There was a glass factory at North 9th and J Street called Macbeth Glass I believe. Glider planes were made during the war on 9th Street. Then the lamp factory moved in after they closed it down. State Plating was close. Across the street was Continental Can Company that saw Red Gold take over later as a warehouse. Then National Trailer went in to make trailers during the war. After they closed, Zimmer Trailer moved in and later, RGF took over and made heavy duty water pumps.

  

On 22nd Street, Holan Engineering had a trailer company that later was bought out and Ventura was established. It burnt down and Shepard Tool built a new building and opened for business. On down the road was Monticello and they made pet cages I think. They closed and then a company opened that makes safety cones for highway construction. On east of there, RGF opened another plant on the south side of So. J street. It closed and an ink chemical plant came in. On east back in the 30’s was the largest tin-plate factory in the world. Across the street was another mfg. plant before Ex Cell-O went in. 

  

On 28th Street, you have Steel Slitting and across the road going north was a mattress and spring company. After the old skating rink closed, Federal Sign and Signal Company was located in the building. When they moved out, the rink was reopened until the school bought the building and tore it down. 

    

Also we had 2 tomato factories- Frazier's and Fettig's (now Red Gold). On South A Street was Stokley's canning factory.

  

I know I have missed some and if anyone can come up with more, feel free to add some.

  

Bob (Doggie) Henderson, '53


How to Identify the Passing of Seasons -- Old Fashioned Ways

by Cindy (Benedict) Odom

  

Anyone having lived in a house long enough will come to know the house as a laboratory where the passing seasons can be recorded and observed. The substance, of which a house is built, can react and respond to the changing conditions of weather. For that reason, Dad was able to use the house as a recording instrument of considerable sensitivity. How this instrument was to be read wasn't at first so apparent and he had to learn to interpret it over time.

  

So over the years, he learned how the house reacted to the conditions of the seasons.
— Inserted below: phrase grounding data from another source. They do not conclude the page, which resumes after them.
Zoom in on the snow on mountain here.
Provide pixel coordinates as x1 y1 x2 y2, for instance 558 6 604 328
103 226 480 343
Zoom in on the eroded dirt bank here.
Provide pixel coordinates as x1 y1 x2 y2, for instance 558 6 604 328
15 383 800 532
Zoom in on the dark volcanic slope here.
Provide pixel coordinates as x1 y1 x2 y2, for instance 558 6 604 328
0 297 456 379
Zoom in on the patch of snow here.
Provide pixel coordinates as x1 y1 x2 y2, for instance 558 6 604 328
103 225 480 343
For example, he would measure the passing winter by keeping track of a particular snow pile in a certain corner outside of the house. Now, this corner faced north and east and was never allowed a glimpse of sunshine. It would, however, over the course of winter, get the snow and ice that would slide from that corner of the roof. As spring triumphed and winter melted away, snow would continue to linger in that cold corner. The date at last the snow is gone, provided a gauge as to how harsh the winter had been. Most years the snow pile was gone by late April, but upon occasion had endured until June.

  

Then about the time the snow pile melts, the door to the cellar would begin to stick. By mid-summer, it won't close at all, but by Columbus Day, it will be back to normal. And by August, the picture hanging on the living room wall tilts out without fail, signifying Labor Day isn't too far away. Within and around the house, there were assortments of mysterious cracks and leaks that must have meant something, if indeed Dad had been meticulous enough to investigate and give an explanation to their meaning.